A m 7. April 2018 beginnt in Zermatt am Fuß des Matterhorns eine mysteriöse Geschichte, die sich liest wie aus einem Hollywood-Drehbuch. Es ist die Geschichte des Tengelmann-Chefs Karl-Erivan Haub, der an diesem Tag frühmorgens zu einer Skitour aufbricht und seitdem verschollen ist. Es ist eine Geschichte von Macht und Betrug, von Geheimdiensten und Oligarchen, von Gier und Größenwahn. Eine Geschichte, an deren Ende zwei Privatermittler tot sein werden.

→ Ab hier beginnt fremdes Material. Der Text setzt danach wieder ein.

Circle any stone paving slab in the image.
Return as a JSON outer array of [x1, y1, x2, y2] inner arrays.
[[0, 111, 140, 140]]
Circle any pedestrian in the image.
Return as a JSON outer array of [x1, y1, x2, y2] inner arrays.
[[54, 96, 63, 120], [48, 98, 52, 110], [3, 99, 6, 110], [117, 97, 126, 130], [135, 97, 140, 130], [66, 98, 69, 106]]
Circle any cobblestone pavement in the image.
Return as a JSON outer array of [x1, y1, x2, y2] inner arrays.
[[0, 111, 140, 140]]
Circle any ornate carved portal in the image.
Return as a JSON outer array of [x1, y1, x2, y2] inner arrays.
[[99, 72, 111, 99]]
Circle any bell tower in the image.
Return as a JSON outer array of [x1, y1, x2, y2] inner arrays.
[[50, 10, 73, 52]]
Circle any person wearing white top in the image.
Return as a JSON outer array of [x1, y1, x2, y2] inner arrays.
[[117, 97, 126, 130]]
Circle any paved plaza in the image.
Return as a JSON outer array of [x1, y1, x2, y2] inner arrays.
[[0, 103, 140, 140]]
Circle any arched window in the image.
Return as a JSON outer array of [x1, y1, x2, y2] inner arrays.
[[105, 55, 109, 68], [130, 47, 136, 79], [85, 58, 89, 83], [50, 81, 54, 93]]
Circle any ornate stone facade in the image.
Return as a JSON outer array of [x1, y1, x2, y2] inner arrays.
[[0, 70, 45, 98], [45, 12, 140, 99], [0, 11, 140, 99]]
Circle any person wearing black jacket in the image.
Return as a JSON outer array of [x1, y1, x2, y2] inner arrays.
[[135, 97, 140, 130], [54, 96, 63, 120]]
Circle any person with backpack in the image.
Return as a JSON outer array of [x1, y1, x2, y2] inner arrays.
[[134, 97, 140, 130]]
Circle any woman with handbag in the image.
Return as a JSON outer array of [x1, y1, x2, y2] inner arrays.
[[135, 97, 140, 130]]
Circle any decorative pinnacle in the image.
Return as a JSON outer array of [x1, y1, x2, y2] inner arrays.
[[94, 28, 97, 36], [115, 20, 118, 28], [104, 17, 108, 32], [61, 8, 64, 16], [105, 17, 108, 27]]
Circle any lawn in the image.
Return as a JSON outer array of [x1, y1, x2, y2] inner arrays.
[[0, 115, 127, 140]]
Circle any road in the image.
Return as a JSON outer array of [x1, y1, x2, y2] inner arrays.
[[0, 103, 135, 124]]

Der breiten Öffentlichkeit sind bis zu jenem Tag weder der Name Karl-Erivan Haub noch sein Gesicht sehr präsent, die Milliardärsfamilie lebt äußerst zurückgezogen. Die Firmen ihres Familienimperiums kennt jedoch fast jeder. Bis zu seinem Verschwinden lenkte Karl-Erivan Haub die Tengelmann Warenhandelsgesellschaft KG. Zu ihr gehören über die Jahre nicht nur die Supermärkte Kaiser’s und Tengelmann, sondern auch große Ketten wie OBI, KiK, Netto, TEDi und Internetbeteiligungen wie Zalando, Westwing und viele mehr. Die Familie ist in der Wirtschaft ganz oben angekommen. Sie pflegt außerdem enge Kontakte zu den höchsten Kreisen der deutschen und amerikanischen Politik.

Unmittelbar nach dem Verschwinden in den Schweizer Alpen beginnt eine beispiellose Suche, finanziert aus privaten Mitteln der Familie und von Tengelmann-Mitarbeitern koordiniert. Im Verlauf der Jahre steigen die Kosten auf mehrere Millionen Euro und es werden weltweit Ermittlerteams beschäftigt. Denn schnell wird klar: In Zermatt wird man nicht fündig. Die Ermittler müssen ihren Fokus ausweiten – bis nach Russland.

Nach und nach kommt ans Licht: Karl-Erivan Haub, für viele bis dahin der Inbegriff eines »ehrbaren Kaufmanns«, pflegte offenbar über Jahre hinweg intensive Kontakte und Geschäftsbeziehungen in Russland. Seine dortigen Partner: mitunter dubiose Gestalten mit höchst krimineller Vergangenheit. Auch seine Beziehung zu einer jungen Russin wirft viele Fragen auf. Allem Anschein nach ist Veronika, so ihr Name, eine aktive Agentin eines russischen Nachrichtendienstes. Sie begleitet den Milliardär auf Reisen. Auch in der Nacht vor seinem Verschwinden hat sie mehrere Stunden mit ihm telefoniert.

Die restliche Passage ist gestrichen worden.